Okay, a few months ago, I had a problem with excessive cross compilation time. A lot less complicated than your compiler macros, but still ended up with 2h+ per binary with the only problem being that, well, I had to write a lot more code than for just one binary over the next few months...
Also, I cross compile to 2 different platforms, so in total each binary is build 3 times, one for the CI host for testing and one for each platform. The previous setup relying on Cargo and Github was a non-starter.
After some back and forth, here is what I did:
- Migrated my repo from Cargo to Bazel
- Separated large crates into smaller crates since Bazel hashes per crate
- Added remote cache, that is, compiled artifacts are stored in a remote cache
and just loaded from the cache in case nothing has changed.
- Added Remote Build execution that compiles the entire project on a cluster with 80 CPU cores. Thanks to BuildBuddy.com, this with a surprisingly easy.
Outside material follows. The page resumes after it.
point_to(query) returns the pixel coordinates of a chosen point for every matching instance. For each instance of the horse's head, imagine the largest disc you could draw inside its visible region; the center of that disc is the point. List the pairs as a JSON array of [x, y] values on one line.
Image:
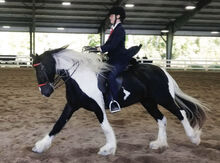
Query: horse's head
[[44, 65], [45, 72]]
- Re-designed the dependency graph so that each binary follows a path through the dependency graph that is disjoint from all other pathways
I cannot stress enough how much of a life saver BuildBuddy has become over time because, while Bazel is already quite fast, with proper remote build and remote cache, it just flies at the speed of light.
My mono-repo vendors all dependencies so in total we're talking about 400mb of source code with my own code being close to a hundred crates so it's a lot. Not the biggest in the world, but already enough that you don't even want to do full rebuilds with Cargo anymore.
These days with Bazel and BuildBuddy, a full rebuild i.e. when a new Rust version comes out, takes about 8 minutes and an incremental build is usually done within two minutes. In both cases, the build protocol is compile, unit test, integration test, container build, and container publish. And all binaries are build with opt level 3 for two different platforms...
The speedup comes largely from parallel execution, which comes from the disjoint dependency pathways mentioned earlier. And Bazel / BuildBuddy caches reliably everything, so that is a big one too.
In my experience, when you can chunk your larger crates that take the longest to compile into a larger number of small crates and design your dependency graph so that each output artifact runs through a disjoint path, then you may see a substantial speedup even with Cargo. The build tool is a lot less relevant to total compile time compared to the real impact of a poorly designed dependency graph.
This idea goes both ways: A slow dependency graph is basically a linear ordered sequence of gigantic crates where the first one blocks all others. Obviously, this build takes hours.
A fast dependency graph is one where each output target has its own path through the graph with little to no intersection with the other pathways. This is critical, because when you change something in pathway A, no other pathway and no other output target gets build and tested, and less compile is always faster compile. The other big idea is that a multi-path build graph is just trivial to parallelize since order between pathways doesn't matter.
Also, I read a while ago that the Cargo / Compiler team actually works on parallel compilation, but so far only on Linux and you have to enable it with a flag. Do some online search because that may help you.
I understand that a lot of people don't like Bazel for any number of reasons, and that's okay, but the observation that a lot of small crates build a lot faster in parallel than a small number of big crates that usually can't parallelize remains true. With some proper re-design of your dependency graph, you may get a meaningful speedup with Cargo without doing much other than some targeted code refactoring.